Per preparare il cardone beneventano cominciate dalla preparazione del brodo di pollo. Nel frattempo dedicatevi alla pulizia del cardo (varietà gobbo): eliminate le coste più esterne e coriacee 1 conservando quelle interne, che sono tenere. Lavatele accuratamente e da queste eliminate i filamenti con l’aiuto di un pelapatate 2. Tagliate le coste a pezzi 3

ed immergetele in acqua fredda acidulata, quindi dove avrete spremuto un limone, così da non farlo annerire 4. Intanto occupatevi delle polpettine. In un recipiente mescolate insieme la carne trita, il sale ed il pepe, il parmigiano grattugiato ed il pangrattato 5. Poi unite le uova leggermente battute 6

e amalgamate per bene il tutto 7, fino ad ottenere un impasto morbido ma compatto. Formate le polpettine di circa 10 grammi l’una 8 (in questo modo dovreste ottenerne circa 30) e tenetele in frigorifero coperte con pellicola fino a quando il brodo non sarà pronto 9.

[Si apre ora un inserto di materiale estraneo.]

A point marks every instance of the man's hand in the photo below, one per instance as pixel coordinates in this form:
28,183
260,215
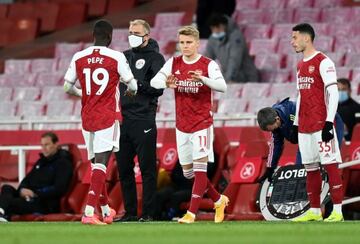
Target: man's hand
327,133
268,175
171,82
195,75
130,93
27,194
293,138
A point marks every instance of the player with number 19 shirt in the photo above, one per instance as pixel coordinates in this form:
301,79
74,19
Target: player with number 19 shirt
99,70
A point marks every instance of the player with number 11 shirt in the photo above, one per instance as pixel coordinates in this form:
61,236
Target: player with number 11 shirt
99,70
193,77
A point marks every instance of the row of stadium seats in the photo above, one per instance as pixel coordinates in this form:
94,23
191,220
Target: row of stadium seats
336,15
22,22
279,4
234,176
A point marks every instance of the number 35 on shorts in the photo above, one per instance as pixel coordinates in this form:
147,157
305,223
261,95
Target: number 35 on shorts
326,146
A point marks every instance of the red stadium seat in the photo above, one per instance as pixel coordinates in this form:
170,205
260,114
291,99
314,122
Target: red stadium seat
43,65
169,20
256,104
299,3
59,108
263,46
48,13
49,79
248,16
232,106
50,93
26,93
274,4
7,108
71,14
284,46
336,15
303,14
268,61
324,43
21,10
327,4
343,72
120,35
278,15
67,50
281,91
276,76
63,64
3,11
352,60
246,4
6,94
253,90
12,80
282,31
115,6
23,30
336,57
356,78
321,29
30,108
17,66
257,31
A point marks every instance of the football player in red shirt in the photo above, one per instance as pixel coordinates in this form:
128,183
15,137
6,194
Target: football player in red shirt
193,77
99,70
315,111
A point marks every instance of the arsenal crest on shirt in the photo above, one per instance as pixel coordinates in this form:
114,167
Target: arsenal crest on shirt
311,69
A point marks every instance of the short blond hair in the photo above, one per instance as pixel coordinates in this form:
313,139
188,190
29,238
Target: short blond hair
143,23
189,30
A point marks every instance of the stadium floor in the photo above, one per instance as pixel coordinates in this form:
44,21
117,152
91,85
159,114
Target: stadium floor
169,232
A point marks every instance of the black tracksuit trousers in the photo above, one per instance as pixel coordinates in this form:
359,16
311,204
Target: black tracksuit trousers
138,137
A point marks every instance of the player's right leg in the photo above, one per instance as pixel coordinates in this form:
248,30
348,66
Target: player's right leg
184,149
330,158
310,159
103,142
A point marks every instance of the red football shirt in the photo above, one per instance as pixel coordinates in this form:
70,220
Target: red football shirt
313,76
193,99
99,70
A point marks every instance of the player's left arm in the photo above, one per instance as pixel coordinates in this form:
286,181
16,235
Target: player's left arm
328,75
70,80
125,73
144,86
215,80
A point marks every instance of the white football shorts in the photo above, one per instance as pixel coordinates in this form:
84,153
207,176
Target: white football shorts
314,150
102,140
196,145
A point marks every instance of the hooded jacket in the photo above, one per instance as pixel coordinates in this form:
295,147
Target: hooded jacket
286,111
144,63
49,179
233,55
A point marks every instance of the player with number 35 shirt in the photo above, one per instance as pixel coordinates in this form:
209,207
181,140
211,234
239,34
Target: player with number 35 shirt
315,111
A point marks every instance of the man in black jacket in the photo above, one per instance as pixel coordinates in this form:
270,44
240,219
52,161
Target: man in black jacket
138,131
40,191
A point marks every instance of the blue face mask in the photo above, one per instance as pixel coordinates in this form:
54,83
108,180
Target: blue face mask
218,35
343,96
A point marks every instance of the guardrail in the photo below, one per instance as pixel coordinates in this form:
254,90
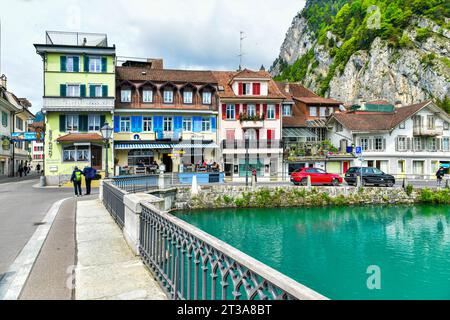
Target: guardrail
191,264
113,201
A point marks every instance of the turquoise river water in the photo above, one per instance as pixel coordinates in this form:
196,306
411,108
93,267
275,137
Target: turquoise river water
331,249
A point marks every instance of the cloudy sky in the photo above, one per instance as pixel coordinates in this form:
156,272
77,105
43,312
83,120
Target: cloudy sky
194,34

Dopo aver scolato il pollo, cuocete le polpettine nel tegame con il brodo di pollo per circa 10 minuti 10, poi unite i cardi ben scolati e cuocete per altri 15-20 minuti 11. Mentre le polpettine e il cardo cuociono nel brodo, sfilacciate con le mani il pollo, riducendolo in striscioline piccole 12.

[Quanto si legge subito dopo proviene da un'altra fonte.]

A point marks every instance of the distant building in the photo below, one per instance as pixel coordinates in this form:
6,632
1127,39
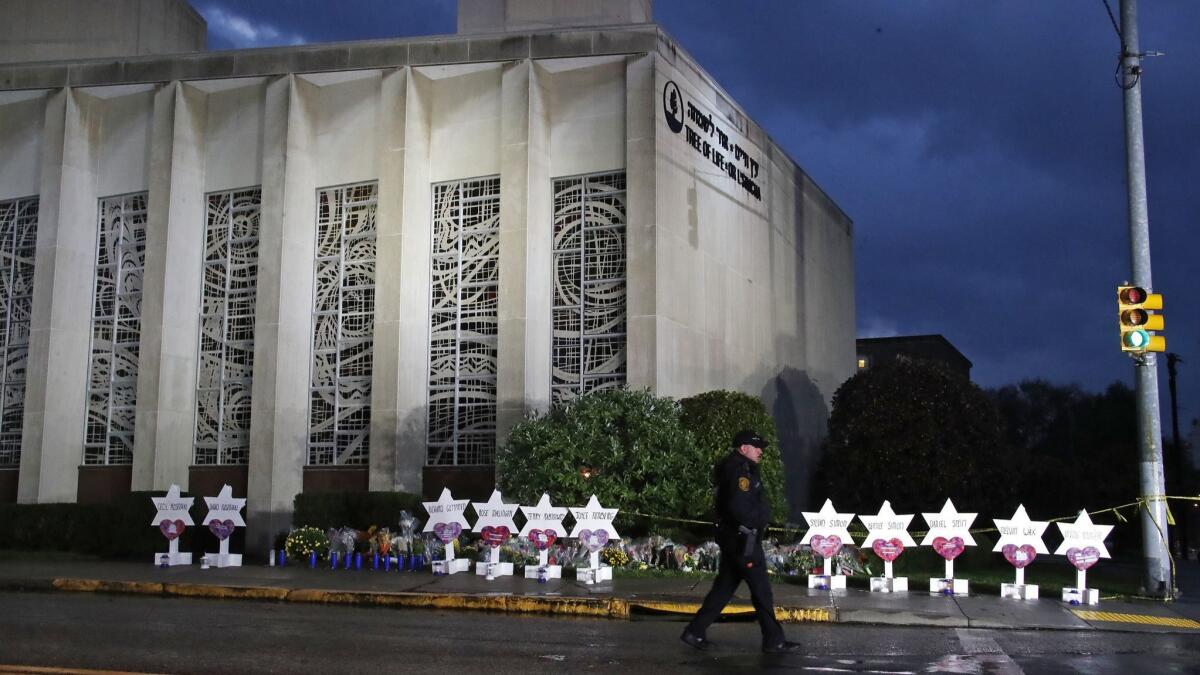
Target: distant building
936,348
357,266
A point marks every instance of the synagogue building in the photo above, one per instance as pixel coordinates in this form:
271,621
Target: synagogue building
355,266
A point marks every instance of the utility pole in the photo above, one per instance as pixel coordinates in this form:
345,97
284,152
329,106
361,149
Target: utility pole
1153,517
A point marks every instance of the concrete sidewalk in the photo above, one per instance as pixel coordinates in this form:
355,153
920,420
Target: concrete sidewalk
621,598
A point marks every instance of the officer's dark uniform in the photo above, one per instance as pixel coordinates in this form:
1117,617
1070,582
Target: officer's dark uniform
741,501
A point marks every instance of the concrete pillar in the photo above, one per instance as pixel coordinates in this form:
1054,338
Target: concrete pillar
172,291
516,121
37,369
63,294
385,378
413,333
282,341
641,231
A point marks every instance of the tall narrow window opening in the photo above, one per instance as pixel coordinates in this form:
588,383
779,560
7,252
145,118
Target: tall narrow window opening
342,326
463,317
589,315
227,327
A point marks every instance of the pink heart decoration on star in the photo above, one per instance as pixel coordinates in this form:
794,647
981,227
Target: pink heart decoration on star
172,529
1085,557
543,539
1019,556
951,548
221,529
495,536
594,541
888,550
827,547
447,531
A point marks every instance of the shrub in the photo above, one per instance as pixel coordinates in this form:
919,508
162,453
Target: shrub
354,509
713,418
303,542
639,455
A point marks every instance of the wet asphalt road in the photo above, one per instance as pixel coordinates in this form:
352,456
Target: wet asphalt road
88,631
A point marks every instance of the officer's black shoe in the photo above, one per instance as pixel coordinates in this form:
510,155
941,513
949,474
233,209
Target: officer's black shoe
696,641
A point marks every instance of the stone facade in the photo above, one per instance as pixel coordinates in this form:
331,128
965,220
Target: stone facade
738,268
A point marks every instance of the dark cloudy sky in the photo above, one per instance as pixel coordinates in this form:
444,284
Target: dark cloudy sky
978,147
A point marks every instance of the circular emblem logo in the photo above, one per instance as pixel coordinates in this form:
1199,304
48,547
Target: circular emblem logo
672,106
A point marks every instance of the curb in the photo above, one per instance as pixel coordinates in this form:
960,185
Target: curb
595,608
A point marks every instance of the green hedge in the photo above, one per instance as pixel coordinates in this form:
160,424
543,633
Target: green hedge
354,509
118,530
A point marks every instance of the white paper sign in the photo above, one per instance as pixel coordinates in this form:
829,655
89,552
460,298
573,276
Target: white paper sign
1083,535
1020,531
544,517
949,524
225,507
172,507
594,518
887,525
495,513
447,512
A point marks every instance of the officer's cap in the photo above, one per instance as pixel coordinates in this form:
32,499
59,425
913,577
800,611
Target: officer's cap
749,437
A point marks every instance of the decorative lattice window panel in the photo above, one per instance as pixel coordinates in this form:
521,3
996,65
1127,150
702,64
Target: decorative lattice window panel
115,329
342,326
227,327
589,316
463,315
18,246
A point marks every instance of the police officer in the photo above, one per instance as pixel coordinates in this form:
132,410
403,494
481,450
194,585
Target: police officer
742,517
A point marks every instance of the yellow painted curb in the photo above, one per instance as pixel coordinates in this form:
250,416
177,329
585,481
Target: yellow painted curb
577,607
786,614
601,608
229,592
101,586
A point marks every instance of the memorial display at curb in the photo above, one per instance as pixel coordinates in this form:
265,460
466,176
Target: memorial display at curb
1020,542
1083,543
544,526
448,519
225,515
828,532
495,525
172,519
949,533
887,535
593,527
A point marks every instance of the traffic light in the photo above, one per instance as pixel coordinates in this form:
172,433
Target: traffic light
1134,308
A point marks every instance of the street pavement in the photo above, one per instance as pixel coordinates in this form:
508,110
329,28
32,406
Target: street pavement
85,633
622,598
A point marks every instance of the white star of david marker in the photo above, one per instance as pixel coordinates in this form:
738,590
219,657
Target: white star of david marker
949,524
447,509
1020,530
495,513
887,525
544,517
828,523
225,507
594,517
1083,533
172,507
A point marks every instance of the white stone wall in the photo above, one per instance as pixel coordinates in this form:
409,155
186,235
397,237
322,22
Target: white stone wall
725,291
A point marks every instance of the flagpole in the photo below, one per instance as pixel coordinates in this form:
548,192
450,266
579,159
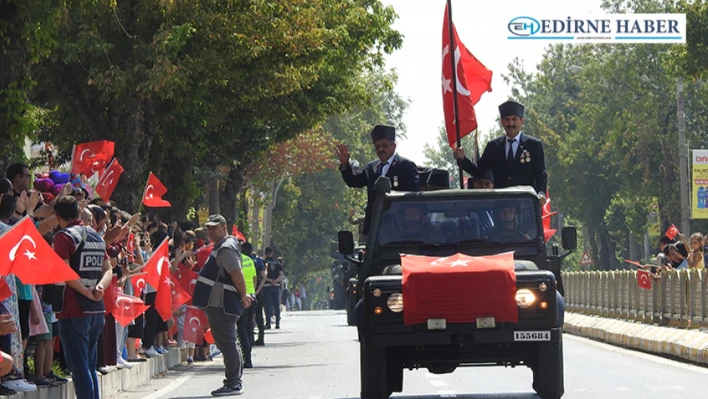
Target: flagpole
453,47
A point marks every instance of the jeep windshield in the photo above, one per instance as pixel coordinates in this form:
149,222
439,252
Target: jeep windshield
439,221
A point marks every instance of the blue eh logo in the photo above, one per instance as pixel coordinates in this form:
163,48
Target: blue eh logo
524,26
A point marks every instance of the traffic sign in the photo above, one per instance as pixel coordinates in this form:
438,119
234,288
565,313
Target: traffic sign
586,259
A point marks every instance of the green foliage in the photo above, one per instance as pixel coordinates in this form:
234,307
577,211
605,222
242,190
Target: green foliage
607,116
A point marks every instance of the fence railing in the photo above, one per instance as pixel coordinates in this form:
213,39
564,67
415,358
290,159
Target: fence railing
677,299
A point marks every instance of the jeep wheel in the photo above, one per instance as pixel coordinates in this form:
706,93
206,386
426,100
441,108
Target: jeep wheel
548,369
351,316
374,373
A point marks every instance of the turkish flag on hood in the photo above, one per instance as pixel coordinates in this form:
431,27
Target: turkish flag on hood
127,308
109,180
154,190
88,158
473,80
459,288
25,253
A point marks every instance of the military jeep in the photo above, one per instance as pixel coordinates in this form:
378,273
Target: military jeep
469,222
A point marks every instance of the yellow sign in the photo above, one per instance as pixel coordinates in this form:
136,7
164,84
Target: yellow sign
699,209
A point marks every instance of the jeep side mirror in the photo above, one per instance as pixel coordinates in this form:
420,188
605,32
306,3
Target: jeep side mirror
382,185
569,238
345,242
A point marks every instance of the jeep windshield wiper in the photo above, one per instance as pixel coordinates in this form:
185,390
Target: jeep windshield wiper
409,242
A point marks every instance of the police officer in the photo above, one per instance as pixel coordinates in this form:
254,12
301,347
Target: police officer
402,172
79,303
221,292
515,159
247,320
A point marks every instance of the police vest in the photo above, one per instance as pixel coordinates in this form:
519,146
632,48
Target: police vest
210,275
249,272
87,262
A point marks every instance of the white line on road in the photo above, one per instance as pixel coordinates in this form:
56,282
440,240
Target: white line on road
170,387
641,355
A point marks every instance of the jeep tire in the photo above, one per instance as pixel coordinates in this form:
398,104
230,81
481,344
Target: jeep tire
351,315
548,369
374,372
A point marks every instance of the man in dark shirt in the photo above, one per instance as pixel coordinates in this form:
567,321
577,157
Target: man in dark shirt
80,327
271,288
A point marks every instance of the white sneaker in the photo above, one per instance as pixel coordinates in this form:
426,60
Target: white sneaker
151,352
20,385
122,363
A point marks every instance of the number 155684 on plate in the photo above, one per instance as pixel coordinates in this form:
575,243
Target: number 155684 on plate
532,335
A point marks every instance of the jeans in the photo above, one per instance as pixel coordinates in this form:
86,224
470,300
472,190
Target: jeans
223,328
79,339
272,296
245,332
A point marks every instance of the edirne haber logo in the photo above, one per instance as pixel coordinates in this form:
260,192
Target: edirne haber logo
607,28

Unite anche queste nel brodo 13. Infine rompete le uova in un recipiente 14 e mescolate con un pizzico di sale ed il parmigiano grattugiato 15.

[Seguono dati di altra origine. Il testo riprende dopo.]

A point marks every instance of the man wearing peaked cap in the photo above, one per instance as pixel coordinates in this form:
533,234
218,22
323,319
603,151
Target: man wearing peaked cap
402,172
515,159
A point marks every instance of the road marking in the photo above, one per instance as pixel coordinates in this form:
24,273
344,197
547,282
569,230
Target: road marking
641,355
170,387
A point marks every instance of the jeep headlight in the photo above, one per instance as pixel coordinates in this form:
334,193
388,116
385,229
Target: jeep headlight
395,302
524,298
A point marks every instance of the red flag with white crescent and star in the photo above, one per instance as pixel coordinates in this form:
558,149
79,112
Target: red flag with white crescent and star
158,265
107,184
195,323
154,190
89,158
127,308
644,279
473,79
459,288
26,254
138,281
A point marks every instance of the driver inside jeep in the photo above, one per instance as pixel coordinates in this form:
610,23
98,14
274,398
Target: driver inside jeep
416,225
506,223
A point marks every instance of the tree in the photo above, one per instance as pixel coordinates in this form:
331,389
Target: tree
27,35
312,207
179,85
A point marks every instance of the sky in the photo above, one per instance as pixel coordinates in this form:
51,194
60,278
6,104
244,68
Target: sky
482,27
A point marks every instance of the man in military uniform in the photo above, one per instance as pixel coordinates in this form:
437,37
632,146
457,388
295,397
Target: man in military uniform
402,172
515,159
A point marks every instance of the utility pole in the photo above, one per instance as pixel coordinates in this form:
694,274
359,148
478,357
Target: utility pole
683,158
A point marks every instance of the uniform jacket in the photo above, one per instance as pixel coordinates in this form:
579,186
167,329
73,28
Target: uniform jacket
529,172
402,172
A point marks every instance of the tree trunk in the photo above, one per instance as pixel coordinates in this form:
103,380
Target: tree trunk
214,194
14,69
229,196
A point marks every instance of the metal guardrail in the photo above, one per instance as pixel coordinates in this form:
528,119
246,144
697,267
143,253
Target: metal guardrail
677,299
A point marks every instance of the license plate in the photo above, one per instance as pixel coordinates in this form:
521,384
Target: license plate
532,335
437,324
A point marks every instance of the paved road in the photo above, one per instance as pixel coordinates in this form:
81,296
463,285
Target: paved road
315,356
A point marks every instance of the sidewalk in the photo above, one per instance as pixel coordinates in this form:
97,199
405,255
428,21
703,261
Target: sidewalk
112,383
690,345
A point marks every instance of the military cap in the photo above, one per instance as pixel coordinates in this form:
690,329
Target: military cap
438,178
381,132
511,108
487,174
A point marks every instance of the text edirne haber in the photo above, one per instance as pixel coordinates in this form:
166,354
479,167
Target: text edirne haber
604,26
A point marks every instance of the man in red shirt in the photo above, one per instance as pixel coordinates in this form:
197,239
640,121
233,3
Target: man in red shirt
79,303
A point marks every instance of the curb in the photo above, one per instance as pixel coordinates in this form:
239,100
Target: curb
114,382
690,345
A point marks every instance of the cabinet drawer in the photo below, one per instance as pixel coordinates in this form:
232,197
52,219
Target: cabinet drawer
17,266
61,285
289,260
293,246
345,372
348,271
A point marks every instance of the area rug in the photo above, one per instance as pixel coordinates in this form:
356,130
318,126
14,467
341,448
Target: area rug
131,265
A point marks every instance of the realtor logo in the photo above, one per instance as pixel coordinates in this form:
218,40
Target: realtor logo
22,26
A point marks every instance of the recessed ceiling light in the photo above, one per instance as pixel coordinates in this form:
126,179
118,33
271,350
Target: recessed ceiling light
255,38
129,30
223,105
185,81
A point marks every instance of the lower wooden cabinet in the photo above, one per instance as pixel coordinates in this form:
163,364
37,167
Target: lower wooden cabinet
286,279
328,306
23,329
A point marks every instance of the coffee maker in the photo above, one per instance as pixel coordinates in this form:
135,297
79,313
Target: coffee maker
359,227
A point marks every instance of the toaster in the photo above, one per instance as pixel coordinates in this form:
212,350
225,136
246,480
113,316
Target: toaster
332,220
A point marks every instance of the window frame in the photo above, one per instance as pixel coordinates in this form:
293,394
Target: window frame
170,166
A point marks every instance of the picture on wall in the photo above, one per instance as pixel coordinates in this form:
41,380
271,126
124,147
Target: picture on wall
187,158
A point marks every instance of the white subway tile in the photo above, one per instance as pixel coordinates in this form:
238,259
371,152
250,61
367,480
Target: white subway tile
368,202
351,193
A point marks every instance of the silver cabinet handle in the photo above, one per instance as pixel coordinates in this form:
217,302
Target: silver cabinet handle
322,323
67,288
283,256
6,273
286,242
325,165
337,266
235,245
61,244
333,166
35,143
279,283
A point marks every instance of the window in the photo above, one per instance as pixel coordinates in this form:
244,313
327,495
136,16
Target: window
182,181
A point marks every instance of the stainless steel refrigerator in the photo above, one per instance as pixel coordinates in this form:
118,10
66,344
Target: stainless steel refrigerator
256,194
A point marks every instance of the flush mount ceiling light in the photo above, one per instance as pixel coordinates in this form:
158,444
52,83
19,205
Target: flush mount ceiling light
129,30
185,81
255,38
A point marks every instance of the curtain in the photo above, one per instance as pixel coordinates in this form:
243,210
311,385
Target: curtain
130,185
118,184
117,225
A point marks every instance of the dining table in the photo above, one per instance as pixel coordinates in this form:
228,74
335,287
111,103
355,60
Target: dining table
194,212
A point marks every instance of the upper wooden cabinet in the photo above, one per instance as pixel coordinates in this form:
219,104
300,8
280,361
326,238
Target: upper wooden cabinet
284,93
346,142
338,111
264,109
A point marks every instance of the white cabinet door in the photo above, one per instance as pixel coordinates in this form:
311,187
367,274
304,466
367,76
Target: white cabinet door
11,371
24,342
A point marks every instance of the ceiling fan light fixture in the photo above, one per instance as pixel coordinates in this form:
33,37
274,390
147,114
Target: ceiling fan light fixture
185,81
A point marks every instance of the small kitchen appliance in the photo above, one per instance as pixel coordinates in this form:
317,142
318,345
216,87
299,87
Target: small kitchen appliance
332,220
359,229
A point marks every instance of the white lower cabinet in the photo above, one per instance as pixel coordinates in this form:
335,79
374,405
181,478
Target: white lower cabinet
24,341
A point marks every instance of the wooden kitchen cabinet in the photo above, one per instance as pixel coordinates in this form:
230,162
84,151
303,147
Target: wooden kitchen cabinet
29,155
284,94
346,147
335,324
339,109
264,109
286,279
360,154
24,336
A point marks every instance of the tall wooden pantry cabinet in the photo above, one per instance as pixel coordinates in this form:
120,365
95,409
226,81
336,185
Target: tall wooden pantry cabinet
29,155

Versate il composto nel tegame 16 e cuocete per altri 7-8 minuti mescolando di tanto in tanto 17. A questo punto il cardone beneventano è pronto, non vi resta che servirlo ancora caldissimo 18.

Conservazione

Si consiglia di consumare subito il cardone beneventano ma può essere conservato in frigorifero per 1-2 giorni al massimo, tenendolo in un recipiente di vetro e coperto con pellicola, se avete utilizzato ingredienti freschissimi. Si sconsiglia la congelazione.

Consiglio

I cardi ricordano come sapore i carciofi, ma più delicati e meno amarognoli dei carciofi; per renderli ancora più teneri e dolci, potete sbollentarli 1 o 2 volte in acqua bollente e salata, oppure nel latte.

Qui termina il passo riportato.